Neural network solvers for parametrized elasticity problems that conserve linear and angular momentum
Wietse M. Boon, Nicola R. Franco, Alessio Fumagalli
TL;DR
This work tackles the challenge of creating data-driven surrogates for parametrized elasticity that preserve fundamental physical laws. It employs a mixed finite element formulation with stress, displacement, and rotation, and enforces linear and angular momentum via a constraint operator, decomposing the stress into a force-balancing part computed by a spanning-tree based solver and a learnable homogeneous correction. Two learnable solvers, Split and Corrected, integrate neural surrogates with the constraint structure to guarantee exact momentum conservation while delivering accurate stress fields and fast online evaluations. Across linear and nonlinear 2D/3D test cases, the Corrected approach achieves state-of-the-art accuracy and exact conservation, while the Split method preserves momentum but can introduce numerical artifacts. The results demonstrate that physics-consistent ROMs can provide orders-of-magnitude speedups with rigorous adherence to conservation laws, offering practical benefits for structural analysis and geomechanics.
Abstract
We consider a mixed formulation of parametrized elasticity problems in terms of stress, displacement, and rotation.

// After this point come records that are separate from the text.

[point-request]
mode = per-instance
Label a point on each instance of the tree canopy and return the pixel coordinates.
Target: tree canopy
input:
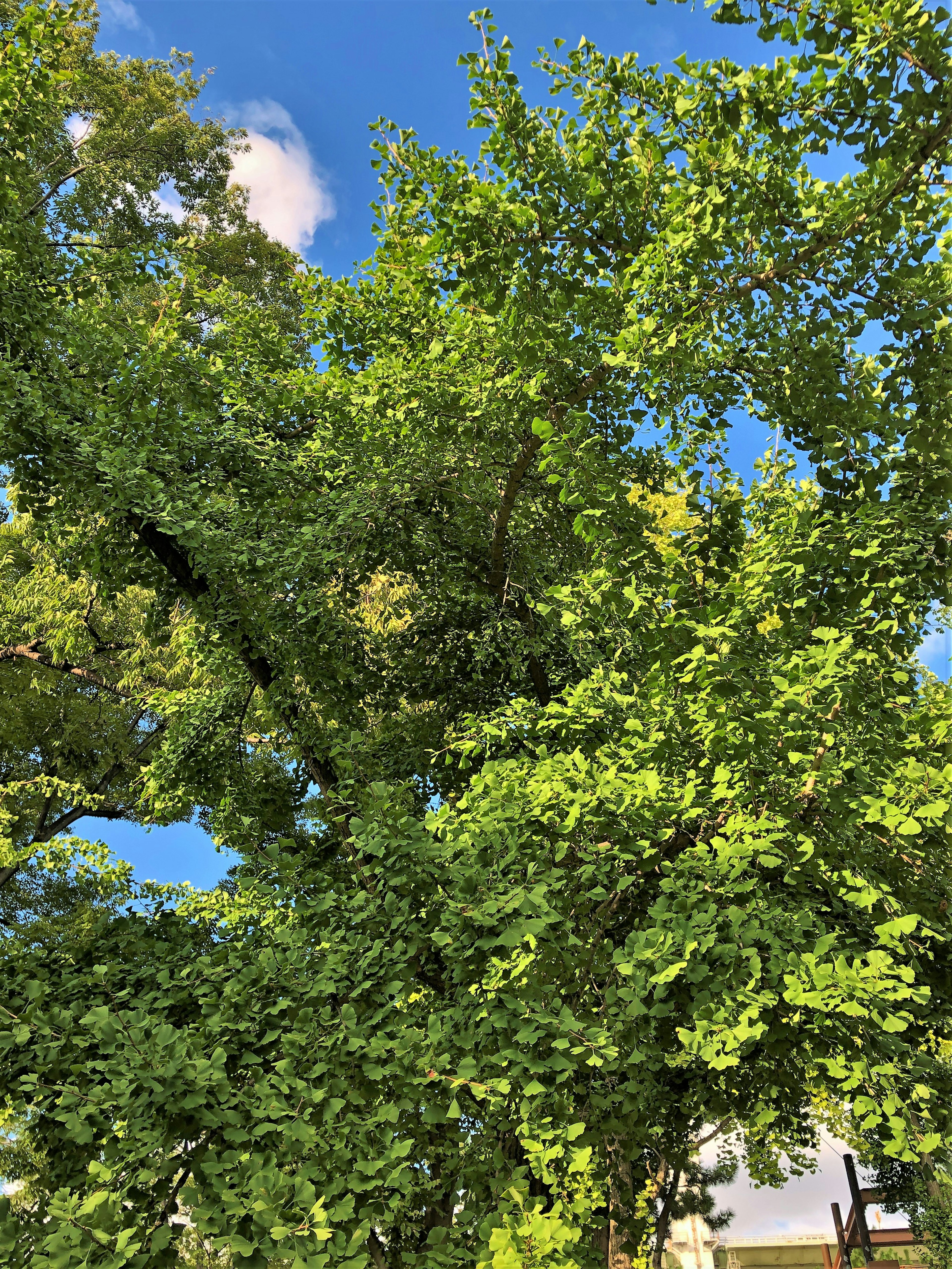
(590, 800)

The latter two variables act as Lagrange multipliers to enforce conservation of linear and angular momentum. Due to the saddle-point structure, the resulting system is computationally demanding to solve directly, and we therefore propose an efficient solution strategy based on a decomposition of the stress variable. First, a triangular system is solved to obtain a stress field that balances the body and boundary forces. Second, a trained neural network is employed to provide a correction without affecting the conservation equations. The displacement and rotation can be obtained by post-processing, if necessary. The potential of the approach is highlighted by three numerical test cases, including a non-linear model.